Skip to main content
POST
/
v3
/
minimax-voice-cloning
MiniMax Audio Quick Cloning
curl --request POST \
  --url https://api.highwayapi.ai/v3/minimax-voice-cloning \
  --header 'Authorization: <authorization>' \
  --header 'Content-Type: <content-type>' \
  --data '
{
  "audio_url": "<string>",
  "text": "<string>",
  "model": "<string>",
  "accuracy": 123,
  "need_noise_reduction": true,
  "need_volume_normalization": true
}
'
{
  "demo_audio_url": "<string>",
  "voice_id": "<string>"
}
This API supports cloning voices from mono or stereo audio, enabling quick replication of speech with the same timbre based on a specified audio file. The quickly cloned voice produced by this API is a temporary voice.

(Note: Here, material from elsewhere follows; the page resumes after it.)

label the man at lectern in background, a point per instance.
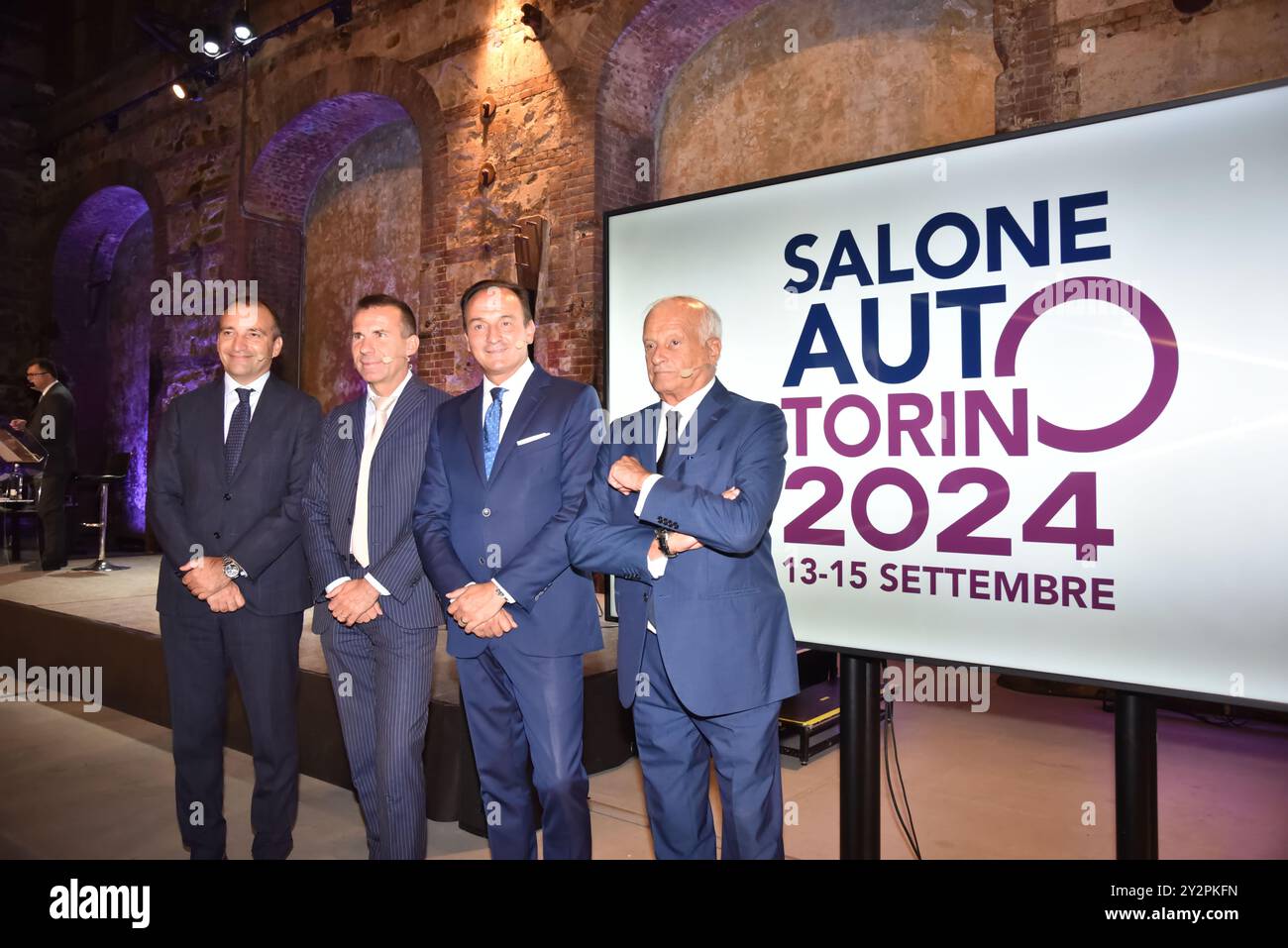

If you wish to permanently retain a cloned voice, please use this voice in any T2A speech synthesis API within 168 hours (7 days) (excluding the trial-listening behavior within this API); otherwise, the voice will be deleted. Applicable scenarios for this API: IP replication, voice cloning, and other scenarios that require quickly replicating a specific voice. Notes:
  • The uploaded audio file format must be: mp3, m4a, or wav;
  • The uploaded audio file must be at least 10 seconds long and no longer than 5 minutes;
  • The uploaded audio file size must not exceed 20mb.

Request Headers

Content-Type
string
required
Enum value: application/json
Authorization
string
required
Bearer authentication format: Bearer {{API Key}}.

Request Body

audio_url
string
required
The audio file url for the voice to be cloned. Supports mp3, m4a, and wav formats.
clone_prompt
Voice cloning parameters. Providing this parameter helps improve the timbre similarity and stability of speech synthesis.If this parameter is used, you must also upload a short sample audio clip (less than 8s) and the corresponding text for the audio. The audio supports mp3, m4a, and wav formats.
text
string
Cloning trial-listening parameter. The model will read this text using the cloned voice and return the synthesized audio result as a link for previewing the cloning effect. Limited to 2000 characters. Note: trial listening will be charged for speech synthesis based on the number of characters, with pricing consistent with the T2A APIs.
model
string
Cloning trial-listening parameter. Specifies the speech model used for trial listening. This field is required when the “text” field is provided.
Options: speech-02-hd, speech-02-turbo, speech-2.5-hd-preview, speech-2.5-turbo-preview, speech-2.8-hd, speech-2.8-turbo
accuracy
float
Audio cloning parameter. Value range: [0,1]. Providing this field sets the text verification accuracy threshold. If not provided, the default value is 0.7.
need_noise_reduction
bool
Audio cloning parameter. Whether to enable noise reduction. Defaults to false if not provided.
need_volume_normalization
bool
Audio cloning parameter. Whether to enable volume normalization. Defaults to false if not provided.

Response Information

demo_audio_url
string
If the request body includes the trial-listening text text and the trial-listening model model, this parameter returns the trial-listening audio as a link.
voice_id
string
The generated voice_id